When I can no longer abide counting plants, I start writing as a means of escape. But what comes out of me are cottonwoods tracing dry rivers, prickly pears feeding young rabbits, yuccas cradling high-country snow. What comes out of me is desert vegetation.

My grandparents told my mother when she was a child that if she swallowed orange seeds a tree would grow inside her; I must have swallowed entire wildflower mixes. When I take trips, I look out plane windows to calculate covers for mountains, rivers, farms. I guess at the names of vaguely familiar foliage in unfamiliar towns. As with many in the Southwest, I develop terrific crowsfeet. When I smile, deep lines reach from the corners of my eyes toward my hairline. I never did wear sunglasses in my early years as a desert botanist. They changed the color of the leaves too much.

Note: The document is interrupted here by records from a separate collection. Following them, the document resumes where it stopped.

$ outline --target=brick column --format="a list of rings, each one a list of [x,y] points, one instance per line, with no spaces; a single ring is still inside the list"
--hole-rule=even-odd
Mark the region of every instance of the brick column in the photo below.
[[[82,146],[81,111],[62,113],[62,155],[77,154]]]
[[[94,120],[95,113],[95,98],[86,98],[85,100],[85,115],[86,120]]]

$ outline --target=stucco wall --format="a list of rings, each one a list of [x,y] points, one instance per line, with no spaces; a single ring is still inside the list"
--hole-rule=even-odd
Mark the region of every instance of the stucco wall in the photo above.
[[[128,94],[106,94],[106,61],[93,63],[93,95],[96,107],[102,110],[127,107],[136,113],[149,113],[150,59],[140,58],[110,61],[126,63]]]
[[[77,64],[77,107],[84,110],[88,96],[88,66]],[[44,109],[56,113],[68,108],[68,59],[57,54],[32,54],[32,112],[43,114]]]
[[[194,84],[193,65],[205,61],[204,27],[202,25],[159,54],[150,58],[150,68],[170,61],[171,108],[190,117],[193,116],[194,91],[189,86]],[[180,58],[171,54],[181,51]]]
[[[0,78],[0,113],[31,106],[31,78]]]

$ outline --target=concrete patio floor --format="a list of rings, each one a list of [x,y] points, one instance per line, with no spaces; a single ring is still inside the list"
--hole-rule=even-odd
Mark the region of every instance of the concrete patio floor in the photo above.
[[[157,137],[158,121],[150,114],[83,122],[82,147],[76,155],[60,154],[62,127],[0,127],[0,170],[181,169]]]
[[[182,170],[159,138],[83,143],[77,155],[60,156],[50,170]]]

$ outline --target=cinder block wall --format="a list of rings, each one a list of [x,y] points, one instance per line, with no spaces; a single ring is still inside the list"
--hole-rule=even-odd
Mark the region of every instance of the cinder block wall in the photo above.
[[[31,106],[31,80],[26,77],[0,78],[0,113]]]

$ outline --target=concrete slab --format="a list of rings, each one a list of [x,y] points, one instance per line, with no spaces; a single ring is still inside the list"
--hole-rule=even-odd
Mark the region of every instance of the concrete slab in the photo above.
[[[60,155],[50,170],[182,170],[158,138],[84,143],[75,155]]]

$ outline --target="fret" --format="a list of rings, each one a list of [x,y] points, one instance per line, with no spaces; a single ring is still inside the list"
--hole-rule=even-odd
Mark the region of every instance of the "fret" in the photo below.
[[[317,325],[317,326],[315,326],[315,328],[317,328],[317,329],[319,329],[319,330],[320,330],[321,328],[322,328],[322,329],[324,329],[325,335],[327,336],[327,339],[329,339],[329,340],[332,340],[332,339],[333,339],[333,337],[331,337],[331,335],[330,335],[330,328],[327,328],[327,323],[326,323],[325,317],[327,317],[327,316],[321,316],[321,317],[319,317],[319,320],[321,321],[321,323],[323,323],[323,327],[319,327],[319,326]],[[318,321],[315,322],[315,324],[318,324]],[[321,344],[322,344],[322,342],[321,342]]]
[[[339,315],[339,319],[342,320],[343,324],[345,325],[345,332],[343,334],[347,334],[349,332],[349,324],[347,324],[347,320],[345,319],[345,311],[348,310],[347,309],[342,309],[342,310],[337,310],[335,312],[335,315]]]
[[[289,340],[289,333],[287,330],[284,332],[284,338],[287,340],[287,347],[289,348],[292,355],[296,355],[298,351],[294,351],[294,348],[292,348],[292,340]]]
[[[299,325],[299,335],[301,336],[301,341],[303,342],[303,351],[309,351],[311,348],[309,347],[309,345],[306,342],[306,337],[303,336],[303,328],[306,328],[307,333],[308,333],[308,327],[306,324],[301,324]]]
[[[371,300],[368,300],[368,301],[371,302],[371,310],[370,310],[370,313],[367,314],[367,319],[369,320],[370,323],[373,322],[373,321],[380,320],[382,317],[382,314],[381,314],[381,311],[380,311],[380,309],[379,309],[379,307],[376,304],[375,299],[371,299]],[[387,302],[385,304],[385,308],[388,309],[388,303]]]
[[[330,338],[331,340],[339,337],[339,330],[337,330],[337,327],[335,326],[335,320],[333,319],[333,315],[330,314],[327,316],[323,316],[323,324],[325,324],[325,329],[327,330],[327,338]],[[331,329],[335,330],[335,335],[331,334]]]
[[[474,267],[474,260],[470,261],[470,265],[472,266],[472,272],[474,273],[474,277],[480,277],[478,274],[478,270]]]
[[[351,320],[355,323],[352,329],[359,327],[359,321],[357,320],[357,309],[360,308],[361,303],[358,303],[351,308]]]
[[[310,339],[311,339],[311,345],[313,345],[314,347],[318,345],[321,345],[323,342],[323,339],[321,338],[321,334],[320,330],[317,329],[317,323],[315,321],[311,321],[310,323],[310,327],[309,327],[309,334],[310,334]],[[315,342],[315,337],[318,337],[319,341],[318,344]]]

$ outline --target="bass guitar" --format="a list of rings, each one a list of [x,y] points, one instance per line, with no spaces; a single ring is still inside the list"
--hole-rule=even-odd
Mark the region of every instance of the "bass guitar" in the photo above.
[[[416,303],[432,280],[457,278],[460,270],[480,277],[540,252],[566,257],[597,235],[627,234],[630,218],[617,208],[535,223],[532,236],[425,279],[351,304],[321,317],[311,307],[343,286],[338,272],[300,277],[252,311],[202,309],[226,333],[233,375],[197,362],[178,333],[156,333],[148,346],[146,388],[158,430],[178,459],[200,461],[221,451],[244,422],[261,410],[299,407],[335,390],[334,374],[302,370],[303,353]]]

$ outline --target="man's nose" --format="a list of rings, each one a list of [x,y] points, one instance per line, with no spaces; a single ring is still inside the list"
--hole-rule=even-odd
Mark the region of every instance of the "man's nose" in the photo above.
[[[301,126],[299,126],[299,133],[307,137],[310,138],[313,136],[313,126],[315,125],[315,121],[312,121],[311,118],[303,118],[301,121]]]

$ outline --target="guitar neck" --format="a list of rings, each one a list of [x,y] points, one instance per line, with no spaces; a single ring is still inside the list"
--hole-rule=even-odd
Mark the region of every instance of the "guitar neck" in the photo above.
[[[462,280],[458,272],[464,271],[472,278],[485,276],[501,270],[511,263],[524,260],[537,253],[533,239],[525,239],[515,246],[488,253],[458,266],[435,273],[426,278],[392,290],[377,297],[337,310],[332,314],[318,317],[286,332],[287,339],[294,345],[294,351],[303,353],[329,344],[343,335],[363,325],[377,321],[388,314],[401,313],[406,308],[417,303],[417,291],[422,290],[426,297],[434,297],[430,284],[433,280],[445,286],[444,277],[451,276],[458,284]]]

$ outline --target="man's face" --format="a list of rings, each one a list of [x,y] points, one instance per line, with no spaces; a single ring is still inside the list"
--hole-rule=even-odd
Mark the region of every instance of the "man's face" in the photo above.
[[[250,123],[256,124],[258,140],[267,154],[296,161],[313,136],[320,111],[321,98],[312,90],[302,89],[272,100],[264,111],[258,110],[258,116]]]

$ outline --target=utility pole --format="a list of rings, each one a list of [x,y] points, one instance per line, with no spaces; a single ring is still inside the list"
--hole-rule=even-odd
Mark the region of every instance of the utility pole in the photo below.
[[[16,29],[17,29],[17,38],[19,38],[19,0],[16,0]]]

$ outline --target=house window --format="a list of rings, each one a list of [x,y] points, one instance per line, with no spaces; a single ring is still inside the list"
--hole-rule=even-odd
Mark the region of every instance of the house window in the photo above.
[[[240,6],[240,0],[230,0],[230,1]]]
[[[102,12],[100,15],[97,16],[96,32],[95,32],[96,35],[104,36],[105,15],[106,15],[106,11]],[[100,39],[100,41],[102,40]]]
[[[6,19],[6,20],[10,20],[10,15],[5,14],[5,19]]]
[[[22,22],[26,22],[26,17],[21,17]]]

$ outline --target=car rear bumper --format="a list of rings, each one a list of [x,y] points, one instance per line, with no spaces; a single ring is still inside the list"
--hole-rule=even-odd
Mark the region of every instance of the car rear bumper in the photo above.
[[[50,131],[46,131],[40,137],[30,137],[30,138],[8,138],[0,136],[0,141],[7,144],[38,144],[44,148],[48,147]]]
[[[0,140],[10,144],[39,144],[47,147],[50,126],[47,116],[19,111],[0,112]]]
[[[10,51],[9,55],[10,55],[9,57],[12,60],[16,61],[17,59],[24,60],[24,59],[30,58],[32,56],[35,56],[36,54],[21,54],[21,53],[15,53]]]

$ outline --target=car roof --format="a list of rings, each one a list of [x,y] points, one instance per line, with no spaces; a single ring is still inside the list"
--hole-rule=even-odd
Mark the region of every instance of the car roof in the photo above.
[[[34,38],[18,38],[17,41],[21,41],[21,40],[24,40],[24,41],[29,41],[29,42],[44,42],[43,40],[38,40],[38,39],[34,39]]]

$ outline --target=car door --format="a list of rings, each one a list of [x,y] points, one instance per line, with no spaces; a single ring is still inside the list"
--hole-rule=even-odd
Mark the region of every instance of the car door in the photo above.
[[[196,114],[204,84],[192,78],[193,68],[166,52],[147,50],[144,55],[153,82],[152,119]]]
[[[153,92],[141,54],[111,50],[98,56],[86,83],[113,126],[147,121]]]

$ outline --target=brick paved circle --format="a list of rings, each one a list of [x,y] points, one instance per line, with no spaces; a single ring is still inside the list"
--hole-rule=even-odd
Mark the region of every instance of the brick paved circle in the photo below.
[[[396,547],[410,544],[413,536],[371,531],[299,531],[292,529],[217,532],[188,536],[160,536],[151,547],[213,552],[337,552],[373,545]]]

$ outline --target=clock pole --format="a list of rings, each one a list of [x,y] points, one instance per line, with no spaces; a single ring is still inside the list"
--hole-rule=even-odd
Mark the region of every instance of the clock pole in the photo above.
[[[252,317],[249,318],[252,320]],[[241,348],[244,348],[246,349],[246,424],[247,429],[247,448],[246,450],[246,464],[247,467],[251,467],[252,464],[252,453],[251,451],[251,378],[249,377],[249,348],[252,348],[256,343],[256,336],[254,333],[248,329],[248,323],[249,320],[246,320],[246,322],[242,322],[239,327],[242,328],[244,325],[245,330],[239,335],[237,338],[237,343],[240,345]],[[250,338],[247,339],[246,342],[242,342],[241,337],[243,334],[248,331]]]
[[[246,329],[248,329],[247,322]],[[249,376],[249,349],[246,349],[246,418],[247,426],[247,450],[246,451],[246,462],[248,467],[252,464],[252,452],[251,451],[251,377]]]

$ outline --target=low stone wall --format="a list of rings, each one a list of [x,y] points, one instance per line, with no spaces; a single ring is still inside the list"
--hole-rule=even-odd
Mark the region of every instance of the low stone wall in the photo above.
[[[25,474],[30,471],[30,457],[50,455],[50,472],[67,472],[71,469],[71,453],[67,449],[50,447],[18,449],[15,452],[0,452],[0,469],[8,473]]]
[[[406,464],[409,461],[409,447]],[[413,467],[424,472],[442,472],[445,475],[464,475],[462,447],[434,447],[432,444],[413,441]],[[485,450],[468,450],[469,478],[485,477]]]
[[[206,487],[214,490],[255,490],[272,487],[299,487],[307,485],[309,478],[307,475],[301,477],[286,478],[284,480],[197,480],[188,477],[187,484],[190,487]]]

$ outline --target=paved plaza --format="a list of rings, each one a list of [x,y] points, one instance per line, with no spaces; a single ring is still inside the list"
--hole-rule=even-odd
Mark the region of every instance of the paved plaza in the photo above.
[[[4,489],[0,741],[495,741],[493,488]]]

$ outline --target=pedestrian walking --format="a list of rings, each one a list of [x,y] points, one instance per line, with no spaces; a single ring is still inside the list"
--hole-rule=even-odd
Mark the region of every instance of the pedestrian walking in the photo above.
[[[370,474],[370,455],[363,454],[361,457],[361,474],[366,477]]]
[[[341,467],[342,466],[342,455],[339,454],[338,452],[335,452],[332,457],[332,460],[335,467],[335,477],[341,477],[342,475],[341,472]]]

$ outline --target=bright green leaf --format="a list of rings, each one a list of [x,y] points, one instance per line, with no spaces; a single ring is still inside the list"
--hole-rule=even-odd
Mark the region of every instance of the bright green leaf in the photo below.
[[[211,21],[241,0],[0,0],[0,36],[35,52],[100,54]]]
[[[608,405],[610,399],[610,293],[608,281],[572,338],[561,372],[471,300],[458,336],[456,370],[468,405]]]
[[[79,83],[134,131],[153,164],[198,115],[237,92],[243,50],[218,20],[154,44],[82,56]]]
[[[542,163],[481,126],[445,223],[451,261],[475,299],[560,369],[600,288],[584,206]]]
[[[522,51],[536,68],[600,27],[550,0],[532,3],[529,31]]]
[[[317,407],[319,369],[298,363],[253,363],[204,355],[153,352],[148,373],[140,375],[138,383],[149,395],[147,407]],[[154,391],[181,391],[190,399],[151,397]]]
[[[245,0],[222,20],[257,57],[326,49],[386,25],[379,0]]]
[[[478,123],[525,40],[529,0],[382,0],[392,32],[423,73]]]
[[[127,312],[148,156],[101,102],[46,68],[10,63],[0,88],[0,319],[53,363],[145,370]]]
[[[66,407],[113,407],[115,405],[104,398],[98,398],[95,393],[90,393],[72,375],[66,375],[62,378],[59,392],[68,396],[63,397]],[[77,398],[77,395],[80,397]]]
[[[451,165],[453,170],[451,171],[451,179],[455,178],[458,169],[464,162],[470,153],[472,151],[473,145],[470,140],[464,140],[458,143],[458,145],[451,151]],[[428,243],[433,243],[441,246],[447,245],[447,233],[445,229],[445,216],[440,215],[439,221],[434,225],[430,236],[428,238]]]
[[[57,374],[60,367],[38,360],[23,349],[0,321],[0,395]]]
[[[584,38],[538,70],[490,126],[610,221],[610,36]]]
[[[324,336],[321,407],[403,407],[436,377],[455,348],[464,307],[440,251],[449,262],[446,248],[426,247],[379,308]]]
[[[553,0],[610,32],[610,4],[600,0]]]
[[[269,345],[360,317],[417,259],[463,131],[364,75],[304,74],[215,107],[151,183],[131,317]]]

The desert is engraved on my skin. It shapes my language; it highjacks my imagery. These days I sit at my kitchen table drinking tea and typing. I am still counting cover, in a way, measuring the extent of the desert inside of me.

 


Maya L. Kapoor has worked as a biologist in five countries, seven U.S. states, and one U.S. territory. She is in the creative nonfiction MFA program at the University of Arizona and holds a master’s degree in biology from Arizona State University. In her free time she backpacks.